When I was a child, memorizing the books of the Bible got you points (and weird looks) from the adults at your church. I had trouble with the Old Testament order of the history books: Samuel, Kings, and Chronicles. So I came up with the memory aid Sam Kicks Cats.

Yeah, I know. But it worked.

I’ve been rereading these books because now seemed like a good time to read about a period of tyrannical instability in politics. One of the first thing commentators will tell you is DO NOT READ THESE BOOKS AS METAPHOR FOR CURRENT POLITICS. The first significant European scholar to publish in the 1600s said that, as did the breakaway guy in America in the 1700s, and a whole bunch of hangers-on since.

There’s a useful chart by a guy named Jacob Edson on Bible Gateway, based on an earlier chart by Craig T. Owens. It gives you the years and whose reign overlapped once Israel and Judah split from each other. Also whether the kings (and one queen) were evil or good at the start and end of their reigns.

This gets interesting.

There may be more about this in coming weeks, but the bottom line of reading this mess of who was killing who is a frightening awareness of how little being evil resulted in a short reign.

Awhile back a bunch of YWAMers (that’s Youth With a Mission) graduates talked to each other via Facebook messenger. The group broke up because a bunch believed Trump was God’s golden boy (think David) while a handful of others thought he was Ahab. (Check Israel about 2/3 down on that chart.)

Yeah, don’t impose today on then and look for symbols. That way lies madness. The point is, we came to the conclusion that a bunch of us with prayer lives and that magic phrase “after God’s own heart” (which is why God established David’s kingdom as the one Jesus would descend from) thought God had completely different plans in politics.

And since we all believed we were hearing from God about what to do and what to think that became so problematic we broke up, with promises to pray for each other that sounded a lot like insults.

How long people reigned (from 7 days to 55 years, if you’re interested, and the longest reign wasn’t David; it was this guy named Manasseh ruling over just Judah) doesn’t align with who was tearing down the high places and ending sacrifices to other gods; it has a lot to do with who was nice to neighboring kings.

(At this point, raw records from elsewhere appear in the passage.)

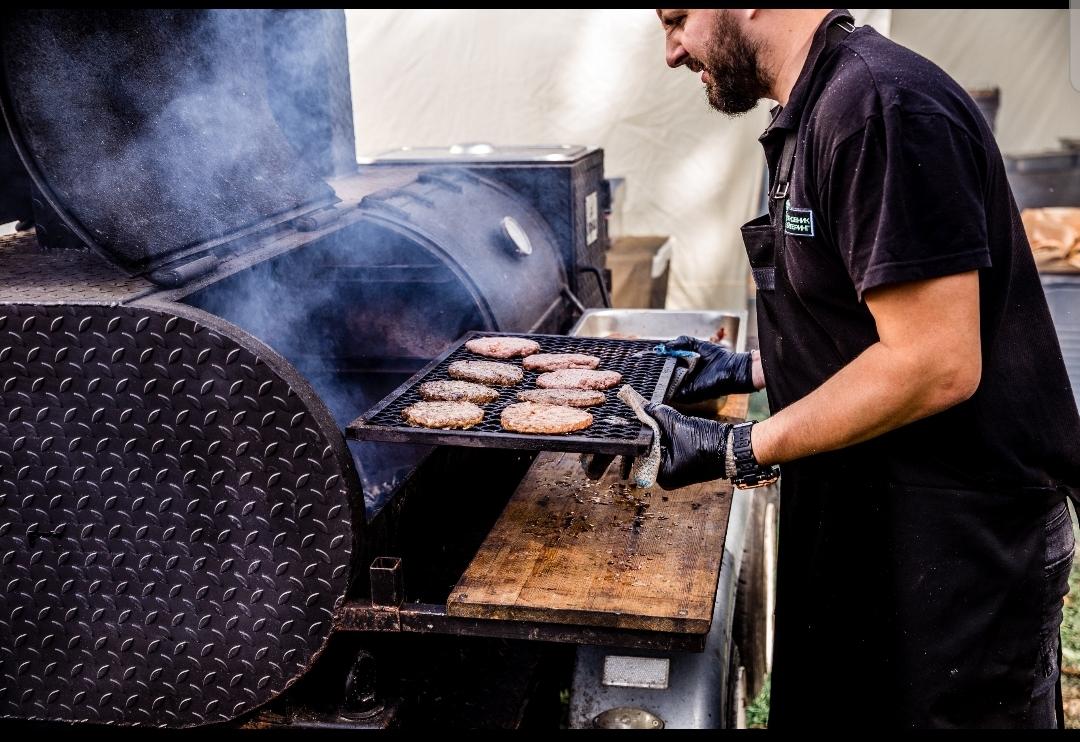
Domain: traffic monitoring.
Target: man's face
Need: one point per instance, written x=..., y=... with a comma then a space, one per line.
x=712, y=42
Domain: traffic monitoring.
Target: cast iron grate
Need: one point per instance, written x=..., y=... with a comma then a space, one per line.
x=615, y=429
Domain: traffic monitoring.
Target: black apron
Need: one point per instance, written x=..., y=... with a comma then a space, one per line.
x=898, y=605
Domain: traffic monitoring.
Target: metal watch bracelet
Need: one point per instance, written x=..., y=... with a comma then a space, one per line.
x=748, y=472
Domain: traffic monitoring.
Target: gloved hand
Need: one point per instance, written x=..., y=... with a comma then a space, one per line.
x=719, y=371
x=692, y=448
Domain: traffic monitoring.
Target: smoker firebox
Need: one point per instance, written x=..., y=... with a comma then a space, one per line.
x=181, y=521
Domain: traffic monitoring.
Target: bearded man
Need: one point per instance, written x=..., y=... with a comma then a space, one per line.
x=922, y=418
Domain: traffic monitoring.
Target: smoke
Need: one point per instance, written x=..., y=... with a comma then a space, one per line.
x=154, y=125
x=163, y=131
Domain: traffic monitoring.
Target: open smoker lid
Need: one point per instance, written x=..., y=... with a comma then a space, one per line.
x=149, y=131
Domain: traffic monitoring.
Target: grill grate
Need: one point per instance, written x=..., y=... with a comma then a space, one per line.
x=615, y=429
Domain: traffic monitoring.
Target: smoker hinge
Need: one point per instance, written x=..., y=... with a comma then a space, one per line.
x=388, y=590
x=179, y=273
x=310, y=223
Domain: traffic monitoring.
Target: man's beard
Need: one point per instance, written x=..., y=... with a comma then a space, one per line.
x=732, y=62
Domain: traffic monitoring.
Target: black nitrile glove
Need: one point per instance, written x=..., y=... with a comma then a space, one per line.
x=692, y=449
x=719, y=371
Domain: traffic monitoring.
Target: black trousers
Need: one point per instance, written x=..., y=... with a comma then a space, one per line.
x=1047, y=698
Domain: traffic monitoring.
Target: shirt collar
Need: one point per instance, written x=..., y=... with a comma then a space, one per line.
x=787, y=117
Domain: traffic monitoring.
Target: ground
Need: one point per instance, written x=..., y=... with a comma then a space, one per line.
x=757, y=713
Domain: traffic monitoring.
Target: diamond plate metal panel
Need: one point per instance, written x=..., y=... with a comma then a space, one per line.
x=30, y=274
x=175, y=530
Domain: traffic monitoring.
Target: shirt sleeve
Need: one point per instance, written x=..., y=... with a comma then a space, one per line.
x=904, y=200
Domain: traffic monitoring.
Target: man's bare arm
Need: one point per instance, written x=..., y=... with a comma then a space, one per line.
x=928, y=359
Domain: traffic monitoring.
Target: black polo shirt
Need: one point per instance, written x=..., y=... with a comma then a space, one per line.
x=896, y=178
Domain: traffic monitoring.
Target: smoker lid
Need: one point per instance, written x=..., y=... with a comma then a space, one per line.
x=149, y=132
x=481, y=152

Women aren’t supposed to have political opinions and we’re sure not supposed to know who was doing what in the Bible more than men, or it makes everyone embarrassed. (Anyone else ever been told they need to rid themselves of the ‘Spirit of Jezebel’?)

So I’ll just say that I’m looking forward to looking at the prophetic books that have to do with this history period. The whole Old Testament, once you get past Abraham’s grandkids, pretty much keeps telling this same story from different perspectives: Israel and Judah from Saul down to Babylonian exile.

Because the way they told us these stories in Sunday School, back when we memorized those troublesome minor prophets with no understanding of what they were up against or everything that came before, those were whitewashed. This story is full of death and sex and ambition and confusion and a bunch of people on the ground trying to survive while high flyers tried to stay in power.

I’m no longer convinced God is all that interested in who’s in power. Which makes people really edgy because someone who says that must not care about important issues of equity. That’s not true either. Life is complicated.

Almost as complicated as sorting through what happened in Israel and Judah, king by king, betrayal by betrayal.